对于 $m=1,2, \ldots, M$
(a) 使用具有权值分布的训练数据集进行学习, 得到弱分类器 $G_m(x) = \arg\min_{G(x)} \sum_{i=1}^{N} w_{mi} I\left(G\left(x_i\right) \neq y_i\right)$
(b) 计算在训练数据集上的分类误差率: $e_m=\sum_{i=1}^N w_{m i} I\left(G_m\left(x_i\right) \neq y_i\right)$
(c) 计算在强分类器中所占的比重: $\alpha_m=\frac{1}{2} \log \frac{1-e_m}{e_m}$
(d)更新训练器的权值分布，这里( $z_m$ 是归一化因子，为了使得样本和的概率分布等于1):

\begin{matrix} w_{m + 1, i} = \frac{w_{m i}}{z_{m}} \exp (- α_{m} y_{i} G_{m} (x_{i})), i = 1, 2, \dots, N \\ z_{m} = \sum_{i = 1}^{N} w_{m i} \exp (- α_{m} y_{i} G_{m} (x_{i})) \end{matrix}

$\begin{gathered} w_{m+1,i}=\frac{w_{m i}}{z_m} \exp \left(-\alpha_m y_i G_m\left(x_i\right)\right), i=1,2, \ldots, N \\ z_{m}=\sum_{i=1}^N w_{mi} \exp\left(-\alpha_m y_i G_m\left(x_i\right)\right) \end{gathered}$

得到最终的分类器 $F(x)$ 为:

f_{m} (x) = \sum_{i = 1}^{m} α_{i} G_{i} (x) = f_{m - 1} (x) + α_{m} G_{m} (x)

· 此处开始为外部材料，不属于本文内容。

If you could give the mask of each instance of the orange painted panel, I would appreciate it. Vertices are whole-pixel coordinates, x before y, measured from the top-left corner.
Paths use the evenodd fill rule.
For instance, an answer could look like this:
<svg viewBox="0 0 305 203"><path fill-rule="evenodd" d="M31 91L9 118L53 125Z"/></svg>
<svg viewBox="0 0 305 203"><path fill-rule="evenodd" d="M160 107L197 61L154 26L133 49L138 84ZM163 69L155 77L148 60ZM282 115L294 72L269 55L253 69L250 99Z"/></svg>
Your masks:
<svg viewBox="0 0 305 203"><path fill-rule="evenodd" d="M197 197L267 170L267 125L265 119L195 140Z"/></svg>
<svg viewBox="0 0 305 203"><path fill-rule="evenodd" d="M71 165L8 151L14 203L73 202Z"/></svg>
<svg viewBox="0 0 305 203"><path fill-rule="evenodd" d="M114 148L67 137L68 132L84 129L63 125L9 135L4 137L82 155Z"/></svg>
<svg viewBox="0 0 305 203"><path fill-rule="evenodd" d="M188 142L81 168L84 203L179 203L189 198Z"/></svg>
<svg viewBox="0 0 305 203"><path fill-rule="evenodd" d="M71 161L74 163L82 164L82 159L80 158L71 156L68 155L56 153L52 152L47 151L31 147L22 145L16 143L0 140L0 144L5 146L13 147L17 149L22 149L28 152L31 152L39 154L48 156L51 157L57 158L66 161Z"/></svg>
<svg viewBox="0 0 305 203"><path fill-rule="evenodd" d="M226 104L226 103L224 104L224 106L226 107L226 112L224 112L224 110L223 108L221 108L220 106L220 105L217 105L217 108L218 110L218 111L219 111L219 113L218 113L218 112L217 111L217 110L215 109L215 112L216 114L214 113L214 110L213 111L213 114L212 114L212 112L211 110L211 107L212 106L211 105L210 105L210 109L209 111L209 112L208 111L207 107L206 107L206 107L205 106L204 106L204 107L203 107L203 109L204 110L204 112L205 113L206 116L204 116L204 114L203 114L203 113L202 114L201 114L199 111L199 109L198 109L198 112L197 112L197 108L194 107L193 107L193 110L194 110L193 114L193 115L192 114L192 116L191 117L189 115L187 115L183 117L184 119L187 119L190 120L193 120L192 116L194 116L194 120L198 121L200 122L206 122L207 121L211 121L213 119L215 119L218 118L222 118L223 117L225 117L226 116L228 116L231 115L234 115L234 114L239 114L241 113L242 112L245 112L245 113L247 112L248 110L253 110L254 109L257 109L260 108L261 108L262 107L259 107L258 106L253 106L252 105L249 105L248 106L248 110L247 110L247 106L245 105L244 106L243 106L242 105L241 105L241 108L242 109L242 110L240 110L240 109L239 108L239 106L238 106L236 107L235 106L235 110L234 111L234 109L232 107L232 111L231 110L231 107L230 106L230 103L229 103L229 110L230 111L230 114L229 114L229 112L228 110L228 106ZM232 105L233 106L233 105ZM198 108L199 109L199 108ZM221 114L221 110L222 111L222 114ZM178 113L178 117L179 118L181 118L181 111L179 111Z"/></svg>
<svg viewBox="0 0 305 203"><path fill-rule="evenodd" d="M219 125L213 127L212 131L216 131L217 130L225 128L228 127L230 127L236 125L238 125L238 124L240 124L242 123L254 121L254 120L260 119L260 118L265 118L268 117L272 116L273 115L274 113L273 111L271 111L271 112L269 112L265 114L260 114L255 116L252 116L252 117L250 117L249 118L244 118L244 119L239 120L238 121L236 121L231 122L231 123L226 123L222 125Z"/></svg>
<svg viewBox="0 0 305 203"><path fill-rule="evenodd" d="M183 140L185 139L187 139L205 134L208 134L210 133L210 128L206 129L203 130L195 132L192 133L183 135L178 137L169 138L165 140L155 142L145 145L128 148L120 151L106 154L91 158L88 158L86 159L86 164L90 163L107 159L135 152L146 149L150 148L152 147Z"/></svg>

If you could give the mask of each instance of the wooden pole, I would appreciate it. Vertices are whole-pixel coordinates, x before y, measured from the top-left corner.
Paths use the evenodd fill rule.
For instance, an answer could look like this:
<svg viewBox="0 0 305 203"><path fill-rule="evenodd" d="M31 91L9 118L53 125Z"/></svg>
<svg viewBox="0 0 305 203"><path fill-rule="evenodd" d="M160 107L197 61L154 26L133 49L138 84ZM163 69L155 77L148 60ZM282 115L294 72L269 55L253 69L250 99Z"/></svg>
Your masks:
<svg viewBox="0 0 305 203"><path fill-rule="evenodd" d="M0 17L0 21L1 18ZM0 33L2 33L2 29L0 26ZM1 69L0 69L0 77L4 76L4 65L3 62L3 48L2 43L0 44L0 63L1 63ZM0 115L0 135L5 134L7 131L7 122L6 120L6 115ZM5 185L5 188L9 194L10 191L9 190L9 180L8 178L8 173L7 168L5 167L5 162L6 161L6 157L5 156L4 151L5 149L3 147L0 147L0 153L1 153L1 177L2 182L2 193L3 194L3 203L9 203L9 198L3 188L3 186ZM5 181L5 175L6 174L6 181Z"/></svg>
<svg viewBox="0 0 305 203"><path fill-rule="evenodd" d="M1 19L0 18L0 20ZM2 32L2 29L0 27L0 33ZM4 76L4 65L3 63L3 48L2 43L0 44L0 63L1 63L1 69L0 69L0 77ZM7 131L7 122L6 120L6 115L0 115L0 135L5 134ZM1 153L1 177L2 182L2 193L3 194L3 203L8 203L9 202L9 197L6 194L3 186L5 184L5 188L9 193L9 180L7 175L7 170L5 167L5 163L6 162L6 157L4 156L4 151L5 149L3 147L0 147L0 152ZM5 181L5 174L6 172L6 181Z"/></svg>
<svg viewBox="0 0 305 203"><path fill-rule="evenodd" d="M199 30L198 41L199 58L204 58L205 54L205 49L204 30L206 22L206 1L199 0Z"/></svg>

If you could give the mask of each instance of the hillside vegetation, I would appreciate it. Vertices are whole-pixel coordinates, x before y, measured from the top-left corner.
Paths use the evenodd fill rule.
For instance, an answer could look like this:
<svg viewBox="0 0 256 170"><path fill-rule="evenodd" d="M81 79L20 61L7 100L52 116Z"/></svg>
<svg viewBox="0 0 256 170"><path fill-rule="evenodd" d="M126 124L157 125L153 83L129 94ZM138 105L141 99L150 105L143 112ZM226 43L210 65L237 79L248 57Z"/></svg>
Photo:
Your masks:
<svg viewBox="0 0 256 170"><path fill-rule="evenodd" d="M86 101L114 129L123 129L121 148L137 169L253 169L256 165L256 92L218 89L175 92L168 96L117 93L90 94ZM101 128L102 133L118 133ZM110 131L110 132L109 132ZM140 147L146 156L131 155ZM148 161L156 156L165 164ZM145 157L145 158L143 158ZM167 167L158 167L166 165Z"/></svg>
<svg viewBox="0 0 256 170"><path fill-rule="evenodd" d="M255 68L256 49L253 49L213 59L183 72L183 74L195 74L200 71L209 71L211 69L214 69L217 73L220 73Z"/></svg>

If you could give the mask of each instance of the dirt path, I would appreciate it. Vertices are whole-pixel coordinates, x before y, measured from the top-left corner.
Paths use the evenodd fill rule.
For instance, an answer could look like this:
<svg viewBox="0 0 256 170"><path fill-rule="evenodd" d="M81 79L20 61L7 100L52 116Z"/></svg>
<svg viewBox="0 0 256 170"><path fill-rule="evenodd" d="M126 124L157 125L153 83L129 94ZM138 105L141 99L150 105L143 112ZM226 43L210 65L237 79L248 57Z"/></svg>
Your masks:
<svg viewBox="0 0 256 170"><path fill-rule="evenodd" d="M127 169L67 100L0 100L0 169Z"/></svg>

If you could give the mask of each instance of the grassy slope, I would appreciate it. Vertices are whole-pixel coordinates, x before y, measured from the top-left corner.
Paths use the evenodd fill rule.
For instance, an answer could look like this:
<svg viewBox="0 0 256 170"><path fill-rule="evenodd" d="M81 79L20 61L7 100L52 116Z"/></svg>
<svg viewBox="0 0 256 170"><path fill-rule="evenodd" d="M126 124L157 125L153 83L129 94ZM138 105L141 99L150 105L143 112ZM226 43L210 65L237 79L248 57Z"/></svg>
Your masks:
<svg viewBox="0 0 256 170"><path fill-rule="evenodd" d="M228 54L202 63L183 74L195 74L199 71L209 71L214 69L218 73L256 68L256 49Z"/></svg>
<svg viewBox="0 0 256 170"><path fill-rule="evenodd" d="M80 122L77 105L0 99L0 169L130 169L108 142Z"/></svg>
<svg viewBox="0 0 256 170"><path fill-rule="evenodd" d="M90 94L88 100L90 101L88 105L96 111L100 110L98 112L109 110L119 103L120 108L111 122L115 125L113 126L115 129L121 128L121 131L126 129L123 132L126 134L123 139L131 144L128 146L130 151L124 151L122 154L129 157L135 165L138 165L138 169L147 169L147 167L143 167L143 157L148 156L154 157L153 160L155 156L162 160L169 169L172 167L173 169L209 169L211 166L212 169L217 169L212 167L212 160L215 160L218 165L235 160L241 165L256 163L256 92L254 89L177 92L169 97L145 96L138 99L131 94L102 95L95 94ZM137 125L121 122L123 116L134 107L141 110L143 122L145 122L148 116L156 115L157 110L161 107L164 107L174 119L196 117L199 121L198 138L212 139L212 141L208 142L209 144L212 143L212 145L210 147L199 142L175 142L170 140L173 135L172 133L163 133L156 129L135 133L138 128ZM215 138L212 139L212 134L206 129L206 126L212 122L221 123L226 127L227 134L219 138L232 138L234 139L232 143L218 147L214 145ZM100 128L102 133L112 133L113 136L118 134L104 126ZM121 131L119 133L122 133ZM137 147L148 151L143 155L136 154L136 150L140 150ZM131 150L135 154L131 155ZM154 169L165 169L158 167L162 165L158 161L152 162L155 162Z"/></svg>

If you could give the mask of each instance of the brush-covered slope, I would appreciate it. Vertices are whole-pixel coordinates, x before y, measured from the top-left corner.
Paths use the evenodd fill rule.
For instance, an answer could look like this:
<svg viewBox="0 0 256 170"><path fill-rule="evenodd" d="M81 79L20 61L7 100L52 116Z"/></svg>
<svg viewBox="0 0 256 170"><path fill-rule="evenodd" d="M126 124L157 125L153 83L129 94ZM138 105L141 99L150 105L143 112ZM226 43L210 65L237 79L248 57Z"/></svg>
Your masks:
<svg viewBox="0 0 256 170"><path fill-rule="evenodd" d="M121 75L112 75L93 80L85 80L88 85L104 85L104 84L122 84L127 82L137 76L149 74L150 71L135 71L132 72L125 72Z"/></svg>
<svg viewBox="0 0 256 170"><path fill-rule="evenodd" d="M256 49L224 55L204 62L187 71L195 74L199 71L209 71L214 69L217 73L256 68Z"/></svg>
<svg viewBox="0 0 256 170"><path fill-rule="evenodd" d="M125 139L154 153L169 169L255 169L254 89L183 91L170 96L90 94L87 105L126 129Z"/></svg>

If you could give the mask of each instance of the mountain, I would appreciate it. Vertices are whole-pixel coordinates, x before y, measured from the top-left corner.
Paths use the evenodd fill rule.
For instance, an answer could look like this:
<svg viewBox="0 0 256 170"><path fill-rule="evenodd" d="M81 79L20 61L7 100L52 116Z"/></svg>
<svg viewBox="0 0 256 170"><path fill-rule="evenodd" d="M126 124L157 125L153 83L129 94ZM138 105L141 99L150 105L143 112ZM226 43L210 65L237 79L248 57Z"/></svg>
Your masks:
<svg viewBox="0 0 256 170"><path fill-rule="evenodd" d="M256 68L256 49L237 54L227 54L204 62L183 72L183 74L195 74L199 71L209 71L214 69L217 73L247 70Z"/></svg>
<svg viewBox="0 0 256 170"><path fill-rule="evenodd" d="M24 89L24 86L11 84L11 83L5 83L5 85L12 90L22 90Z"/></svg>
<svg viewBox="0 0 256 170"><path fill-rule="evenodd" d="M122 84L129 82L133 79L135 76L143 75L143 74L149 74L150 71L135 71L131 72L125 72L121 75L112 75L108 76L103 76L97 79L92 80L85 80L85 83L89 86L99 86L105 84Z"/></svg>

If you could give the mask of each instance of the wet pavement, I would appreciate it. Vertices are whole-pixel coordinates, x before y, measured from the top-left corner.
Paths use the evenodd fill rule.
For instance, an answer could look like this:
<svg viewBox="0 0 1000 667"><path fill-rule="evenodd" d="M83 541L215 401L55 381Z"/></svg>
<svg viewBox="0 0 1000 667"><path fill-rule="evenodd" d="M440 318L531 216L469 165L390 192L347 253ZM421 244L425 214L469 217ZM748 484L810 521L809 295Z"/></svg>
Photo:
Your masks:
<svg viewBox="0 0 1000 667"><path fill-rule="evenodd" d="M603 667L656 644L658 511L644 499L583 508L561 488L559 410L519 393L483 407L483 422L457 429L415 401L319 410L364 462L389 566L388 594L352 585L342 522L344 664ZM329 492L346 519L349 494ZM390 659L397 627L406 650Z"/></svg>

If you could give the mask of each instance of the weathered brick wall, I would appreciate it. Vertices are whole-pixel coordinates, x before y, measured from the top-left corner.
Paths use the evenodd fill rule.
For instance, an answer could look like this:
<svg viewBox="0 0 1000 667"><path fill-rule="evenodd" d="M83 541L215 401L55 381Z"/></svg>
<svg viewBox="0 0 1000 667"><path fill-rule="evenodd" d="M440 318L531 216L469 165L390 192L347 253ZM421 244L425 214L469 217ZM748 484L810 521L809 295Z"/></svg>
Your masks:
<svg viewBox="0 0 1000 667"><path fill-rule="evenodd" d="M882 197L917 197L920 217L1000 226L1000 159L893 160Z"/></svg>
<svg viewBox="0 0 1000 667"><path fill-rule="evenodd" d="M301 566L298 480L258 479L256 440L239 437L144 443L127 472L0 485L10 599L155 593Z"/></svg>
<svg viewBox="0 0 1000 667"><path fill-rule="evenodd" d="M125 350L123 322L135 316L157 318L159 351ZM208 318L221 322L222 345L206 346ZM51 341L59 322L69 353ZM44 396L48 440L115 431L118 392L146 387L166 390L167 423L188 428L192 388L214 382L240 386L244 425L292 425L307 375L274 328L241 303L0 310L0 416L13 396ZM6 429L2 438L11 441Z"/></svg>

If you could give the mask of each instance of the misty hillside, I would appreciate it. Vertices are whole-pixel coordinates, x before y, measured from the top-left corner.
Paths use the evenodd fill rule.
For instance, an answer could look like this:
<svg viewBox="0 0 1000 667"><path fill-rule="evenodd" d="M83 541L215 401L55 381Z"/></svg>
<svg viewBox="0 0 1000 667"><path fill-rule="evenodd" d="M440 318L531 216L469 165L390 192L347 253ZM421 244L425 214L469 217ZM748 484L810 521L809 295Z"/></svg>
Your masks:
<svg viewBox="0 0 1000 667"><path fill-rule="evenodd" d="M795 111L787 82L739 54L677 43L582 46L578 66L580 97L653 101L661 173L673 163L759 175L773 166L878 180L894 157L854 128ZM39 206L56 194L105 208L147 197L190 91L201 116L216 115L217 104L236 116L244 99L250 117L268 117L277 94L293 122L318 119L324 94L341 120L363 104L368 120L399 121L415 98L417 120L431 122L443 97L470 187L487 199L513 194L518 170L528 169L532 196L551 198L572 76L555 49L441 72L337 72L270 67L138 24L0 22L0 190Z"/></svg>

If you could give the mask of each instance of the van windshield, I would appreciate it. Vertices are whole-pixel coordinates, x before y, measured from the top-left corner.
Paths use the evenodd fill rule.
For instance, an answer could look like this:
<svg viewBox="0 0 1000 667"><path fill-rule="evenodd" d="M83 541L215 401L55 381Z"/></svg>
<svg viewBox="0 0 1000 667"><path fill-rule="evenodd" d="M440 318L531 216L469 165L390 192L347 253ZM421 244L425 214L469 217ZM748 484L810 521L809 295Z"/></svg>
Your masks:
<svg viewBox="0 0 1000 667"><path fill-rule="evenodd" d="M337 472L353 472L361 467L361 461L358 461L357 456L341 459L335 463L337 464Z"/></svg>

$f_m(x)=\sum_{i=1}^m \alpha_i G_i(x)=f_{m-1}(x)+\alpha_m G_m(x)$

F (x) = sign (f_{M} (x))

$F(x)=\operatorname{sign}\left(f_M(x)\right)$

AdaBoost的损失函数是指数损失, 则有:

Loss = \sum_{i = 1}^{N} \exp (- y_{i} f_{M} (x_{i})) = \sum_{i = 1}^{N} \exp (- y_{i} (f_{M - 1} (x_{i}) + α_{M} G_{M} (x_{i})))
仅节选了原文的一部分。